You aren't giving us the whole story here. Which is fine, but it may have something to do with why the various people above have refused to do anything, and may get in your way as you try to take further action.

If you're actually serious about putting effort into this, do some research and print up thousands of flyers illustrating how the DA and sheriff are letting criminals run free.

If you do this, please spend a lot of effort on designing and proofreading the flyers. Otherwise you will look like a nutter—I know I've seen these kinds of things before and ignored them.
posted by grouse at 1:52 AM on November 22, 2006


apparently, that's less believable than a conspiracy between a guy with a gun, a sheriff, a police department, a district attorney and an independent civil attorney. What planet are you people from?
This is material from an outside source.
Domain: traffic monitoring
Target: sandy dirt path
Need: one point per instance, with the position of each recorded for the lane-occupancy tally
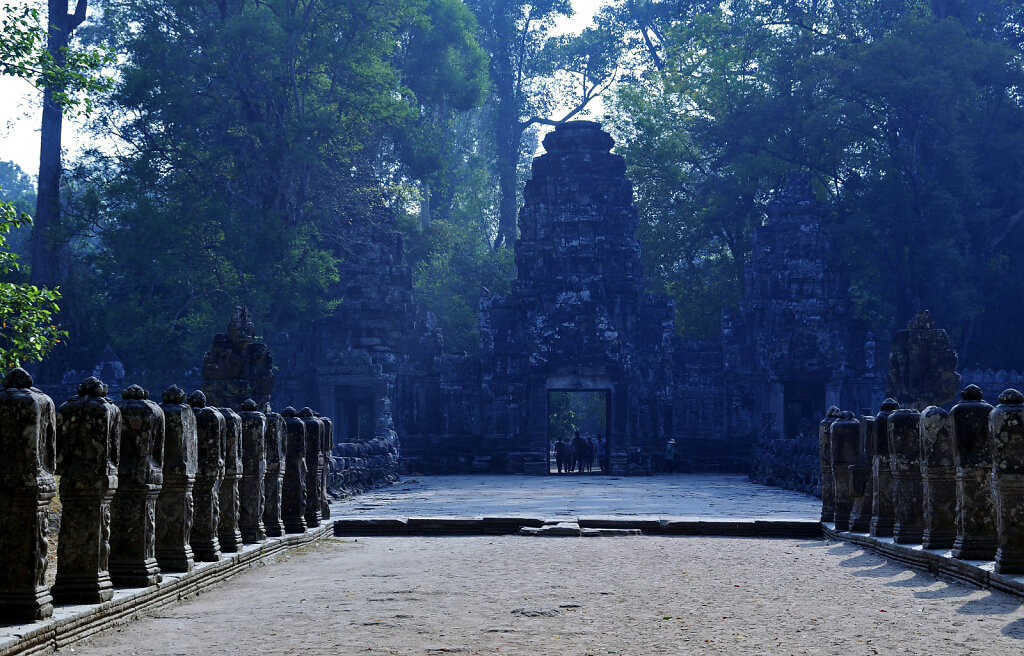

earth ... there are actually locales in this country where it can be hard to get a lawyer who will go up against the local power structure ... this isn't the first time i've heard of people being unable to get a lawyer to sue a local power broker because they all did business with him ... it really does happen in some rural counties
posted by pyramid termite at 4:38 AM on November 22, 2006


What's the point of getting a criminal attorney again? It's the DA who has to decide to prosecute in the US. (In some other countries, you can bring a private prosecution.)
posted by footnote at 5:09 AM on November 22, 2006


Is your relative prepared to deal with several years worth of violent harrassment? Because that's what you're potentially looking at, based on purely anecdotal "evidence". You'll win in the end, but only because the criminal has gone completely off the deep end and done something the sherriff can't keep quiet (like kill your relative in broad daylight on main street).
posted by aramaic at 5:55 AM on November 22, 2006


You have no clue that the story described above is even real, but apparently, that's less believable than a conspiracy between a guy with a gun, a sheriff, a police department, a district attorney and an independent civil attorney. What planet are you people from?


Let's make this less abstract. Let's say Lawyer Bob and Cop Harry know each other for 20 years, and have a decent working relationship. Then say Complainant Joe wants Bob to take on Jake the Snake, who happens to be one of Harry's friends or relatives.

Bob doesn't tell Joe he knows of Jake indirectly. Bob tells Joe he's not interested in the case (professional conduct rules don't attach if you're not hired).

Then after Joe leaves shaking his head, Bob calls Harry and tells him that Jake has a problem.

Sad to say, attorneys in lots of places - not just small towns - have a vested interest in maintaining a close relationship with cops and prosecutors. It breaks all sorts of professional rules to do so, but I know of cases in three jurisdictions, in three U.S. states, where lawyers worked against potential clients' best interests in such a manner.
posted by sacre_bleu at 10:12 AM on November 22, 2006


FWIW I am inclined to agree with "frogan". That does not mean that an injustice has not occurred but only that we have very little information available to justify a conspiracy theory.. I am not persuaded by univac's reassurance to "trust him". He maybe accurate or he may not be. Criminal prosecution is not as easy to implement as is often thought. It would seem to me that the prudent thing would be to consult an attorney who is familiar with the venue but not part of it. Discuss options including civil recourse and accept the conclusion. Given the information presented it would seem that much hinges on the credibility of the alleged victim and physical evidence.
posted by rmhsinc at 1:14 PM on November 22, 2006


Thanks, Metafilterians. I appreciate the frankness of some of the comments. Sorry for the lack of detail, but as some of you have acknowledged, it's probably best not to divulge too much on the interwebs right now.

This is tough to deal with because I'm a couple of states removed from the situation and am trying to help from a distance. But I'm thinking that scheduling visits with local officials might be helpful. You know, to go over the heads of the ones doing the stonewalling.

I'm particularly interested in finding out if anyone has any particular expertise in this area.